Do que escreveu, sobretudo dirigindo-se a monges, pode-se colher algo de seu itinerário espiritual. O ponto inicial deste parece ter sido um sadio encontro consigo mesmo de maneira a conhecer a própria ambigüidade. Bernardo percebeu certamente em si, nos seus primeiros anos de vida monástica, o homem sujeito a fraquezas e paixões, como ele mesmo o admite nesta passagem de um de seus sermões sobre o Cântico dos Cânticos (s. 16,1):
“Muitas vezes, não me envergonho de dizê-lo, sobretudo no início, quando entrei no Mosteiro, descobria em mim um coração duro e frio...”
Nesse processo de autodescoberta chegou à humildade que define como o conhecimento de si mesmo que torna o homem desprezível a seus próprios olhos. Todavia o autoconhecimento, com todas as decepções em que acarreta, não o levou ao desespero ou ao pessimismo mas projetou-o para Cristo. Assim descreve sua atitude (cf. s. 43,1 sobre o Cântico):
“ Também eu, quando me converti, irmãos, dei-me conta de que me faltava toda espécie de méritos. Em seu lugar tratei de fazer um pequeno ramalhete, para colocar junto ao meu peito, contendo todas ansiedades e amarguras de meu Senhor:...as bofetadas, as troças, as acusações, os cravos e todos os demais sofrimentos que sabemos ter padecido até a saciedade....para a salvação da humanidade.”

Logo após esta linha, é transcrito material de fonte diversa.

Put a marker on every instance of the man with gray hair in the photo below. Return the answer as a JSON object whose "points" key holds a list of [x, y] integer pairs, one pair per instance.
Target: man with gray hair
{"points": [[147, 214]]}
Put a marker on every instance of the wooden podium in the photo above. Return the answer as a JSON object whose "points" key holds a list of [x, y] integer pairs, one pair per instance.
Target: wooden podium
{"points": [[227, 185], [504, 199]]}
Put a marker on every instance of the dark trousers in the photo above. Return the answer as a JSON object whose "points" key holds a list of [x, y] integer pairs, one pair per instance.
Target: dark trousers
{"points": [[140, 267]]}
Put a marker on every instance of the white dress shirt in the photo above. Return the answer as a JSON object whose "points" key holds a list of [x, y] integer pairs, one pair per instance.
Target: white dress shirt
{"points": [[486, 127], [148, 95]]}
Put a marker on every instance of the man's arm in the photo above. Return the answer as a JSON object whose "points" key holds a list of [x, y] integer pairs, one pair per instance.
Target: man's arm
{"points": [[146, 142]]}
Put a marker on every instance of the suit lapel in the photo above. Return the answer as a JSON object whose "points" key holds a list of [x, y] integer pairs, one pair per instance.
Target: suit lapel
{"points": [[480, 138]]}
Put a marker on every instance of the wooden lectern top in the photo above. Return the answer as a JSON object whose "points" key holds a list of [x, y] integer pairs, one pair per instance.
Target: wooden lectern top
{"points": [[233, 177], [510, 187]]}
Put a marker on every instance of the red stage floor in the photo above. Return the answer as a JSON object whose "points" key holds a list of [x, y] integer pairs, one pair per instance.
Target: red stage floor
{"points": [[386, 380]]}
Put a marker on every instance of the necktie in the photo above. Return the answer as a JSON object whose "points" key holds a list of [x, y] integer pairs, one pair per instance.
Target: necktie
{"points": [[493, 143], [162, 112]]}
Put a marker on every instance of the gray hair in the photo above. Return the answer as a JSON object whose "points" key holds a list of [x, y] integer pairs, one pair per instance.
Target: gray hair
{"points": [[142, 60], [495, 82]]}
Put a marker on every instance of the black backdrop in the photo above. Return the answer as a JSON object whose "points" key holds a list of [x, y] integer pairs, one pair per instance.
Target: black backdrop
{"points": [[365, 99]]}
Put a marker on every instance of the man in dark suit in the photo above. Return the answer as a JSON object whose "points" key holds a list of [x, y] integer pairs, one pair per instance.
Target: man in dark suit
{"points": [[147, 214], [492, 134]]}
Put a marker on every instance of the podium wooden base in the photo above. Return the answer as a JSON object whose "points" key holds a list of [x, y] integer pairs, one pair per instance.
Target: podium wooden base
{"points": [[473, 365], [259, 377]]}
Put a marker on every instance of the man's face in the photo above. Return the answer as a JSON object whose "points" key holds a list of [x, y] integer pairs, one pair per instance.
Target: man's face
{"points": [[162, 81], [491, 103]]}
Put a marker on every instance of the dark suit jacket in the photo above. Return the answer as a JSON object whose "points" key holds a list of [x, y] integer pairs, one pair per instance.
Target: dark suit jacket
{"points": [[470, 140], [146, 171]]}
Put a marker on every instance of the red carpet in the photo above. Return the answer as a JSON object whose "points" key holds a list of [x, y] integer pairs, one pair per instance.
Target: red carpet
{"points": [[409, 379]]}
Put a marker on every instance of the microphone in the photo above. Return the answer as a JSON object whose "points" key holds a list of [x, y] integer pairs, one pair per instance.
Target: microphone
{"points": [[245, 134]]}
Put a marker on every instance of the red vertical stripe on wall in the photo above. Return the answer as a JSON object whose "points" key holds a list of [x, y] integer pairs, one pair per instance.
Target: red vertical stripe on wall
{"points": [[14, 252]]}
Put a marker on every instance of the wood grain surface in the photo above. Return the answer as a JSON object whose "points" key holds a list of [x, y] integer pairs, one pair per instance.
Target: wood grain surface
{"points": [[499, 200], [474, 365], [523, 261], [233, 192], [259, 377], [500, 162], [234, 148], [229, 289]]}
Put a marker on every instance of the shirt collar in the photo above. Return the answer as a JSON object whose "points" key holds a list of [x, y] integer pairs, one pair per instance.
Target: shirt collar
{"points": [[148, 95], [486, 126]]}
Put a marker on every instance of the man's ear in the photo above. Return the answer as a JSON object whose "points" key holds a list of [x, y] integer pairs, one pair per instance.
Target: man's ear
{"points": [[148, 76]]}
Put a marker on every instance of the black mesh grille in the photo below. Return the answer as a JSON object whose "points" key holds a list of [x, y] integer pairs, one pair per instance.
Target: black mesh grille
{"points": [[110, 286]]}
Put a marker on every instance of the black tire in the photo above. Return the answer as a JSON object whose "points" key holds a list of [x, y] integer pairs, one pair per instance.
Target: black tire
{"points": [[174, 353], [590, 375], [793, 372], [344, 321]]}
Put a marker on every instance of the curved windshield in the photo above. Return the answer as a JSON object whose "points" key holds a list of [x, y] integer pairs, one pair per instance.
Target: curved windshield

Bernardo, o amigo de Cristo, ascendeu na vida espiritual através da humildade e da confiança em sua misericórdia e seu amor. Por essa sadia ascese, que o fez olhar com simpatia e compaixão para seus irmãos, em quem via a mesma fragilidade que soube reconhecer em si, abriu-se a uma caridade mais perfeita e tornou-se mais capaz de receber os dons de Deus. Em um texto composto na última etapa de sua vida, certamente expressou algo do que viveu em seu íntimo (cf. Sermão sobre o Cântico 74, 5-6):
“ Ocorre às vezes que a alma é de tal forma arrastada para fora de si, separando-se de seus sentidos corporais, que não sente mais a si mesma, pois só é capaz de sentir o Verbo. Isto se realiza quando o espírito, encantado com a doçura do Verbo inefável, rouba-se por assim dizer a si mesmo, ou melhor, é arrebatado e tirado a si para gozar do Verbo.”
Num outro plano, encontramos o homem que se revela em toda sua sensibilidade afetiva, através de grandes e ternas amizades. Durante sua vida Bernardo esteve ligado intimamente a várias pessoas, homens e mulheres. Em suas amizades o natural - afeição, simpatia, afinidades - está ligado ao sobrenatural, os amigos e amigas eram amados em Deus. É assim que podia escrever à duquesa Emengarda da Bretanha, na carta 116:
“Se pudesses ler em meu coração o que aí o dedo de Deus dignou-se escrever quanto à minha afeição por ti...”
Bernardo, cuja saúde era precária desde a juventude, faleceu afinal em 1153, venerado como um santo e rodeado de seus monges em Claraval. Era então, segundo a expressão de Galand de Reigny, também cisterciense, o homem “cuja face todo o mundo desejava contemplar.”